It’s Christmas in exactly 24 days and I’m actually looking forward to it.
In the past I never really got excited about it because I knew that Toni would be out with his friends celebrating and bitching bout me and I hated it.
But this year in happier in my self I still miss Toni but Ian is taking some of that away and hopefully it will just disappear sooner than later.
Also I really want Toni to see me with Ian and I want him to get jealous and think about me but I think that’s just a normal feeling when you start a new relationship and your not over your ex.
I know how much Ian likes me and it makes me feel bad as he says he loves me and misses me and really likes this or that and blah blah blah. But I can’t help the fact that he feels that way even tho he knows I still love Toni.
I know I’m leading him on by saying it back but how would he feel if I didn’t that would make me a even bigger bitch.
I guess iv started thinking more about how I feel about Ian since I saw a couple of pictures of his ex girlfriend. She is really pretty and like a size six and I’m a size 10 to 12 so he must think I’m massive compared to her.
Does that mean that I’m starting to care about him more to get jealous about her. I do Care about him just not as much as I cared about Toni.

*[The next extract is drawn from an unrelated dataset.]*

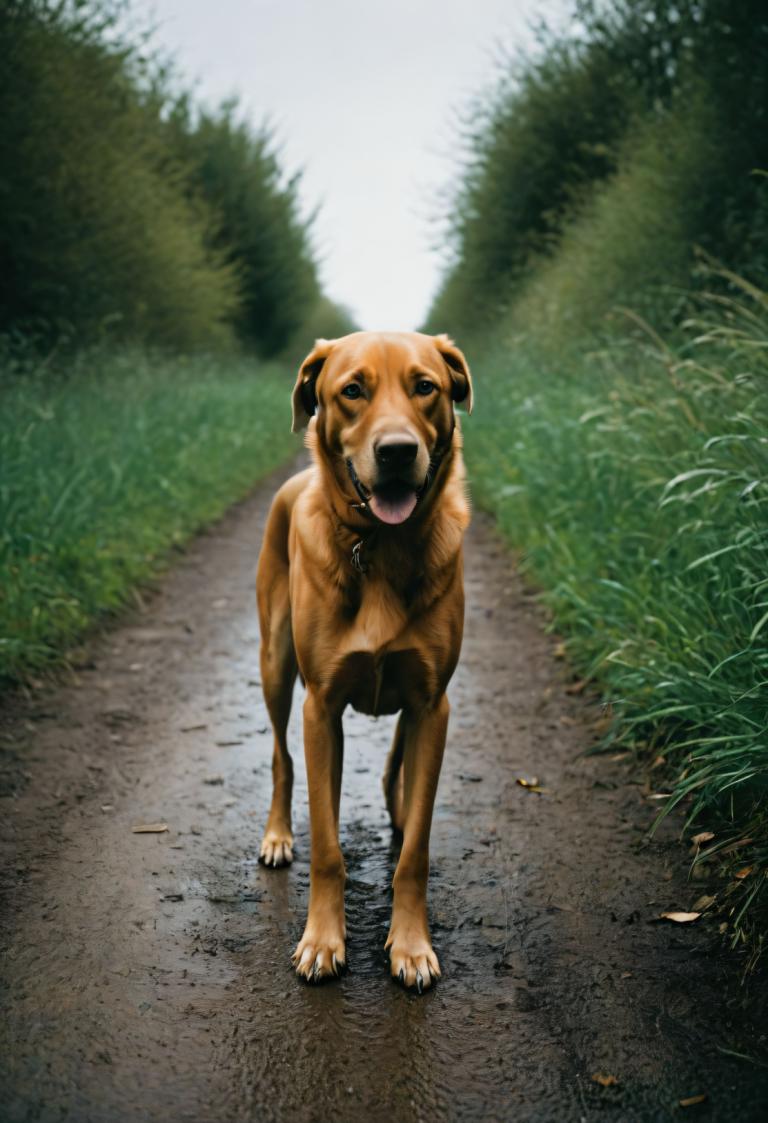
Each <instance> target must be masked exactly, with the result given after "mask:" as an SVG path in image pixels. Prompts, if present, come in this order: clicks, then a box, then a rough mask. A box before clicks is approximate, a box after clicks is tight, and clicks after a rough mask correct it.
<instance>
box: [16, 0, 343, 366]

The thing is tho me and Toni had something soooo special and I wanted to marry him and have kids with, him I even wanted to grow old with him but I don’t feel like that with Ian.
He talks about the future and I can’t see what he can he says we will be together for years and he thinks we will get married and have kids but I dunno.

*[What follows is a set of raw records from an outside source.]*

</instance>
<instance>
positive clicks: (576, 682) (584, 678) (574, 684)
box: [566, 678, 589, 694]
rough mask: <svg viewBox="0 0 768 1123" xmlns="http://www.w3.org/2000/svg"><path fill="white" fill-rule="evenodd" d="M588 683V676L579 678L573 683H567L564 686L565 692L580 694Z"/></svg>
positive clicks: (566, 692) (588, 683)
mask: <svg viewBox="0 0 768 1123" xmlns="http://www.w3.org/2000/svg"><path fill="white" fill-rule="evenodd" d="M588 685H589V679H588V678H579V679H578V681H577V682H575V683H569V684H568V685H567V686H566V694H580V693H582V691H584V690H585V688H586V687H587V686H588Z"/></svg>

I guess I want him to spoil me like Toni did its like I would get my fags brought for me and when we went town I would always come home with something new every time.
But when I go town with Ian he asks if there’s anything I want for Christmas but he doesn’t just offer to buy me if.
It’s like in the past I would say no no its ok when Toni offered to buy me it and he would buy it anyways.
But when Ian goes do you want me to buy you a top for Christmas I will say no no its ok and then he goes ok then.
And that’s not what I’m looking for.